News Ingestion Engine

The backend implementation utilizes Express.js with Sequelize ORM to manage the multi-threaded ingestion of news from GNews, NewsAPI, and Diffbot.

Core Function: fetchNews()

async function fetchAndNormalize(topic) {
  const gnewsUrl = `https://gnews.io/api/v4/search?q=${topic.keywords}&apikey=${process.env.GNEWS_KEY}`;
  const response = await axios.get(gnewsUrl);
  
  return response.data.articles.map(article => ({
    external_id: article.url, // Unique constraint
    title: article.title,
    content_raw: article.content,
    published_at: new Date(article.publishedAt),
    topic_id: topic.id
  }));
}

Next Steps: Day 7

Day 7 will showcase the Final Application Review, demonstrating the on-device inference latency and classification accuracy.

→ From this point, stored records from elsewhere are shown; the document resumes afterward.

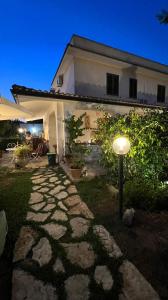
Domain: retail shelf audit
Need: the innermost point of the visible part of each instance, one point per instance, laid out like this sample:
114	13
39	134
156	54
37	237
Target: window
112	84
133	88
161	93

WEEK 10 DAY 07 FINAL PROTOTYPE & SOURCE

Final Prototype & Source Code

The complete codebase and configuration guide for the MyNewsAnalyzer on-device AI platform.

GitLab Repository

Complete Source Code

The MyNewsAnalyzer repository contains the full Flutter application code, the Node.js ingestion engine, and the deployment scripts for the GCP infrastructure.

View on GitLab

Firebase Configuration & Required Files

To protect sensitive keys and project identifiers, certain configuration files are excluded from the repository. Follow these steps to set them up:

firebase_options.dart

Why it's needed: Contains the cross-platform configuration for Android, iOS, and Web. It acts as the bridge between your Flutter code and the Firebase project.

How to setup

Run flutterfire configure in the project root to auto-generate this file.

GoogleService-Info.plist

Why it's needed: iOS-specific configuration required for the Firebase SDK to initialize on Apple devices. Without this, the app will crash on startup.

How to download

Download from Firebase Console -> Project Settings -> Your Apps (iOS Section).

firebase.json

Why it's needed: Directs the Firebase CLI on how to deploy functions, hosting, and security rules. It defines the project's cloud behavior.

How to setup

Generated when you run firebase init. Ensure it points to the correct functions source.